Franklin Templeton’s Global Bond fund, run by veteran fixed income investor Michael Hasenstab, has had a similarly pronounced fall. After dominating the investment industry in 2014, when it had €30.2bn in assets, the fund now stands at just €7.7bn.

BlackRock’s Global Allocation fund has shrunk from €35.8bn to €12bn in just three years, and Carmignac Patrimoine, run by veteran French investor Edouard Carmignac, stands at just €10.8bn, down from €30bn at its peak.

The trend underscores how popular funds’ sharp growth can also lead to their undoing. Investors pile in when managers perform well, but when funds grow to a large size, their returns tend to drop off, resulting in outflows.

“Large funds are vulnerable to boom and bust dynamics,” said Morningstar’s Ali Masarwah, who carried out the research. Not only do giant funds drive up the valuations of the securities they buy, which makes future outperformance more unlikely, they are also less flexible than smaller funds due to liquidity risk considerations, he added.

Just one out of eight former blockbusters analysed by Morningstar beat its benchmark in the period immediately after ranking as Europe’s biggest fund. The data excluded money market funds.

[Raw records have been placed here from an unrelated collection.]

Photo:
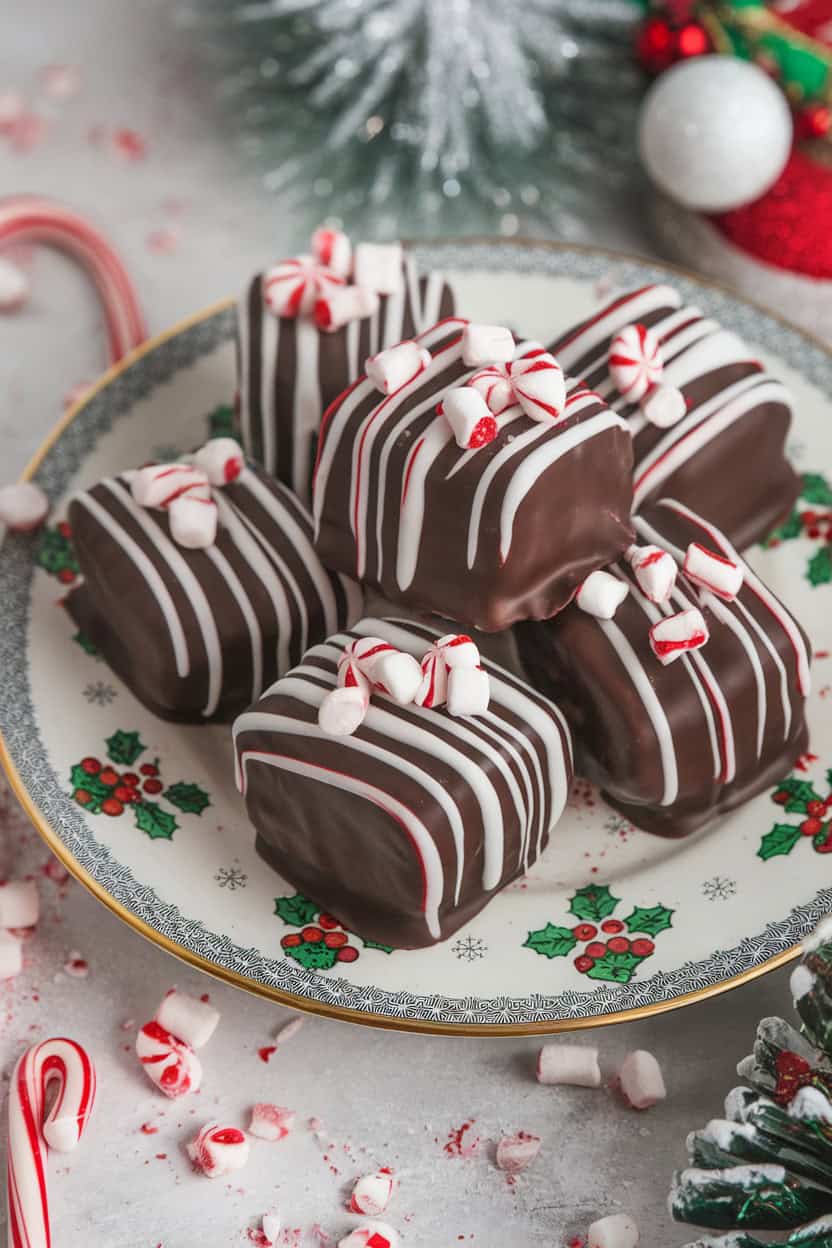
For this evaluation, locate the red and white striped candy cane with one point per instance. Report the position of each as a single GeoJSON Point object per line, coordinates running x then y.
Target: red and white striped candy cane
{"type": "Point", "coordinates": [31, 1135]}
{"type": "Point", "coordinates": [35, 219]}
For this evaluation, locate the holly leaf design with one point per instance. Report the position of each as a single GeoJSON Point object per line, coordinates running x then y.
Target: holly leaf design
{"type": "Point", "coordinates": [615, 967]}
{"type": "Point", "coordinates": [314, 956]}
{"type": "Point", "coordinates": [125, 748]}
{"type": "Point", "coordinates": [157, 823]}
{"type": "Point", "coordinates": [778, 841]}
{"type": "Point", "coordinates": [650, 920]}
{"type": "Point", "coordinates": [551, 941]}
{"type": "Point", "coordinates": [187, 798]}
{"type": "Point", "coordinates": [593, 902]}
{"type": "Point", "coordinates": [820, 567]}
{"type": "Point", "coordinates": [816, 489]}
{"type": "Point", "coordinates": [296, 911]}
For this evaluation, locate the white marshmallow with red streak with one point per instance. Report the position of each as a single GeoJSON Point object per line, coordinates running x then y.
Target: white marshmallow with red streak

Separate research from data company Broadridge found that only a quarter of the 100 best-selling active funds in Europe continued to attract positive investor flows three years after peaking in size. “Today’s flow winner is tomorrow’s loser,” said Chris Chancellor, senior director at Broadridge.

The findings come after Pimco’s €57bn Income fund lost its place as Europe’s largest fund last month after taking a hit during the market sell-off sparked by the coronavirus pandemic.

The fixed income product run by Dan Ivascyn, the “bond prince” who replaced Bill Gross at Pimco, lost €22bn in March because of a mixture of negative market movements and investor outflows.

Pimco Income now ranks behind Swedish equity fund AP7, which took the top spot after being boosted by the rally in global stock markets during the second quarter.

The Pimco fund’s performance has improved in recent months but investors have not piled back in at the same rate as before the March rout, said Mr Masarwah. He suggested that some investors were diversifying away from the fund because of concerns over its large size.

“Big is not always beautiful,” said Mr Masarwah. “Letting funds grow too large may be in the interests of fund companies but it is not in investors’ interests.”